= Keith R. Thompson =

Professor of Oceanography

Keith Thompson (1951 - 2022) was a professor at Dalhousie University with a joint appointment in the Department of Oceanography and the Department of Mathematics and Statistics.

Thompson was trained in the UK and obtained his Ph.D. from the University of Liverpool in 1979. His research interests focused on ocean and shelf circulation, 4D data assimilation, extremal analysis and applied time series analysis.

Prof. Thompson was awarded a Tier I Canada Research Chair in Marine Prediction and Environmental Statistics. The Canada Research Chairs Program is part of a national strategy to make Canada one of the world’s top five countries for research and development. Chair holders are recognized leaders in their fields and are selected in order to advance the frontiers of knowledge, not only through research, but also by teaching and supervising students and coordinating the work of other researchers.

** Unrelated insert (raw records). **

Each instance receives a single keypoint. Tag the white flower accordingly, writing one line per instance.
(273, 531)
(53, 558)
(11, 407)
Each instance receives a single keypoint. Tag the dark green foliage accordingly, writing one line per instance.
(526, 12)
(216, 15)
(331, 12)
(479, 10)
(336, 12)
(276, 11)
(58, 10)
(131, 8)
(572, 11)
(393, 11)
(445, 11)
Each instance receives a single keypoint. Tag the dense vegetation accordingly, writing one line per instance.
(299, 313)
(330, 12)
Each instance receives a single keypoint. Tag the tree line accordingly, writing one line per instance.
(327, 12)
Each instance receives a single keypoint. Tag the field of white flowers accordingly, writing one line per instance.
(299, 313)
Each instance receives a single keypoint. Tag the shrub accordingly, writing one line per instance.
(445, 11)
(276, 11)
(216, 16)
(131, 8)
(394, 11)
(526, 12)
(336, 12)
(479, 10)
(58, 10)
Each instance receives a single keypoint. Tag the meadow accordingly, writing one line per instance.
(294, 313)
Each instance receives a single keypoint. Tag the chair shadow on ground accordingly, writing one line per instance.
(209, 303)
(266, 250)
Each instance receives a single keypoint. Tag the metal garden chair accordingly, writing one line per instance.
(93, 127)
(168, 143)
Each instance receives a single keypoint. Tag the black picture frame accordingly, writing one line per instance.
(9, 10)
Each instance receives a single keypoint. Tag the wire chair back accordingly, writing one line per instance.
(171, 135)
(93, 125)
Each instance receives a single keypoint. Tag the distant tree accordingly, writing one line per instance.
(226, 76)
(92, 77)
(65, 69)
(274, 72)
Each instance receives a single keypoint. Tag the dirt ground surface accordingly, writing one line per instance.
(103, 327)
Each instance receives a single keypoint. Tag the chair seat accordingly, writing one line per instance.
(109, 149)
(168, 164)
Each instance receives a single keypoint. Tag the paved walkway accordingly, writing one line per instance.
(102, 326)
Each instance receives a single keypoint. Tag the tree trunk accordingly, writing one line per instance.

Prof. Thompson has been awarded a Tier I chair, which is the highest level. (For more information on the Canada Research Chairs program see http://www.chairs.gc.ca/).

Prof. Thompson was also awarded the President’s Prize of the Canadian Oceanographic and Meteorological Society in 1990, and Reviewer of the Year by the same organization. He has written over 50 scientific publications and sits on international committees including the Coastal Ocean Observations Panel of the Global Ocean Observing System. Thompson was awarded the J.P. Tully Medal in Oceanography from the Canadian Meteorological and Oceanographic Society in 2016. Thompson died aged 71 on 11 July 2022.